I have to filter my products by the status name. I have a subquery to get the last status for each product (the last status is the only one relevant for my usecase).

I want to get Product whose last status matches a list of status names (statuses in my example).

Models:

class Product(BaseModel):
    __tablename__ = "products"

    id = Column(UUID(as_uuid=True), primary_key=True, default=uuid4)
    statuses = relationship("Status", back_populates="product")

class Status(BaseModel):
    __tablename__ = "status"

    id = Column(UUID(as_uuid=True), primary_key=True, default=uuid4)
    name = Column(String(255), nullable=False)
    created_at = Column(DateTime, server_default=functions.now(), index=True)

Query:

subquery = (
    select(Status.id)
    .filter(
        Status.product_id == Product.id,
    )
    .order_by(Status.created_at.desc())
    .limit(1)
    .correlate(Status)
    .subquery()
)

I want to filter on status names with the following code:

statement = (
    select(Product.id)
    .outerjoin(Status)
    .filter(
        Status.id.in_(subquery),
        Status.name.in_(statuses),
    )
)

But unfortunately, I got products with the last status not matching my statuses.

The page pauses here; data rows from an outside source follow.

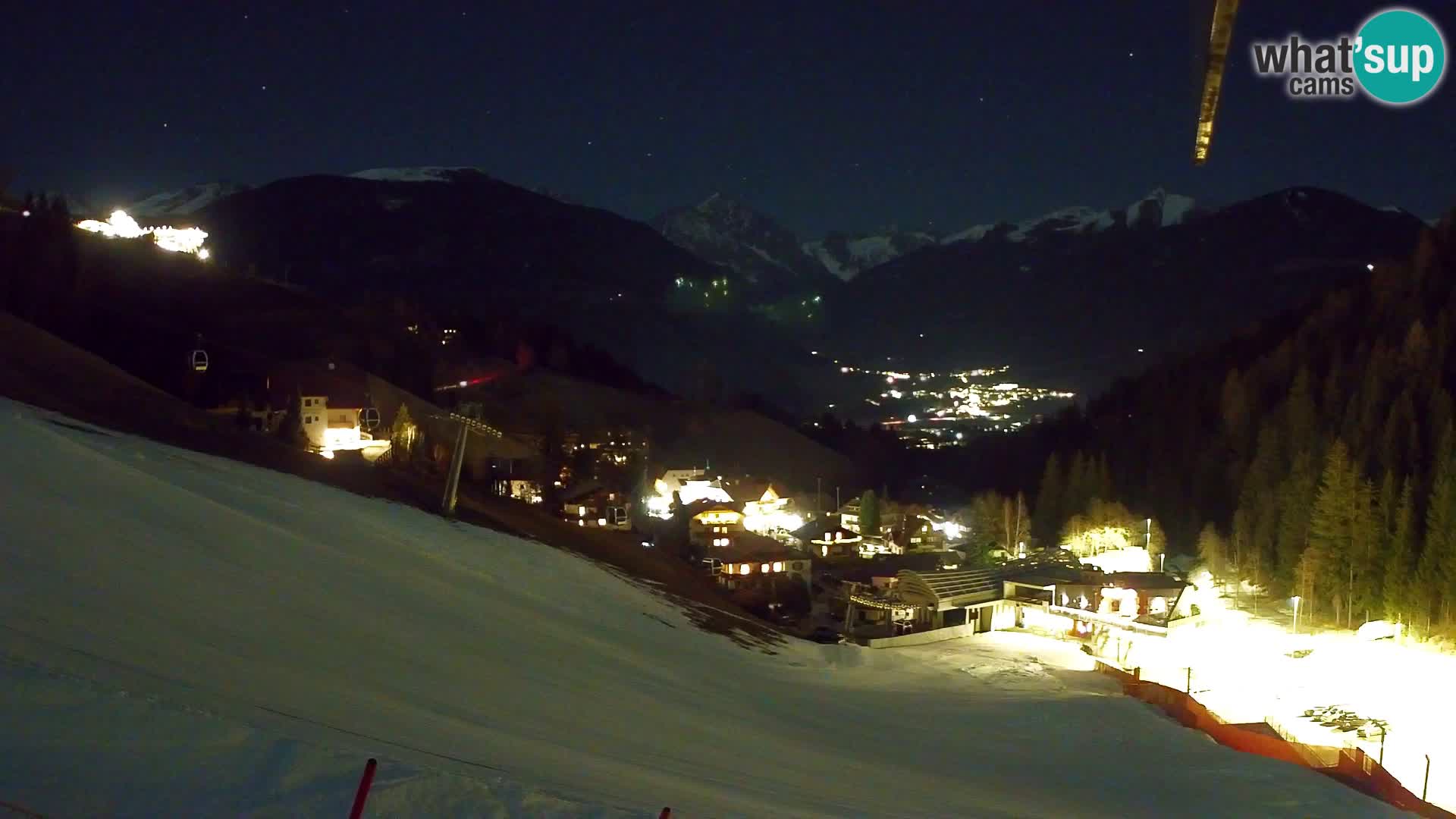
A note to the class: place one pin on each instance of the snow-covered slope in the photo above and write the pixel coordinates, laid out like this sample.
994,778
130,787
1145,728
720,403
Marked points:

I think this is because I wrote my SQLAlchemy request like

Give me products with status matching the statuses

and it looks to the last status matching the statuses, instead of

Give me products with THE LAST status matching the statuses

for it to look to the last status AND check if this status match the statuses.

Why this result?

CodePudding user response：

What you need in your subquery is a GROUP BY clause, so that the subquery contains the latest status for every product, rather than only having the latest status overall (which is what was happening in your subquery when you used LIMIT 1). Then you do your join and filter for only the status values that you want.

import sqlalchemy as sa

subquery = (
    select(Status)
    .order_by(Status.created_at.desc())
    .group_by(Status.product_id)
    .subquery()
)

active_products_query = (
    select(Product.id)
    .join(subquery, Product.id == subquery.c.product_id)
    .filter(subquery.c.name.in_(["active"]))
)

print(session.execute(active_products_query).scalars().all())

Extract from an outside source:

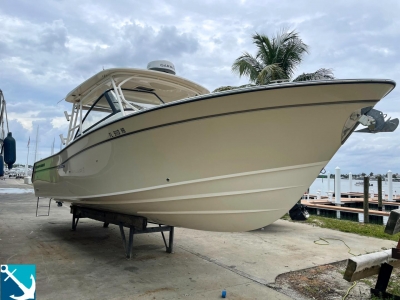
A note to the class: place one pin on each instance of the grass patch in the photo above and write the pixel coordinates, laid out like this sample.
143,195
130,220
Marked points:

CodePudding user response：

Option-1: One way would be to add a JOIN with the filter which will select only the latest Status:

query = (
    select(Product)

    .innerjoin(
        Status,
        Status.id == (
            select(Status.id)
            .filter(Status.product_id == Product.id)
            .order_by(Status.created_at.desc())
            .limit(1)
            .scalar_subquery()
            .correlate(Product)
        )
    )

    .filter(Status.name.in_(statuses))
)

Option-2: Add computed_column for last_status_name

First, add this property to the Product:

Product.last_status_name = column_property(
    select(Status.name.label("last_status_name"))
    .filter(Status.product_id == Product.id)
    .order_by(Status.created_at.desc())
    .limit(1)
    .scalar_subquery(),
    deferred=True  # prevent from always loading this from the database
)

Then you can use it whenever you need to simply by adding a filter to a query:

query = (
    select(Product)
    .filter(Product.last_status_name.in_(statuses))
)

And if you remote the deferred=True above, you will always get it loaded from the database with each query.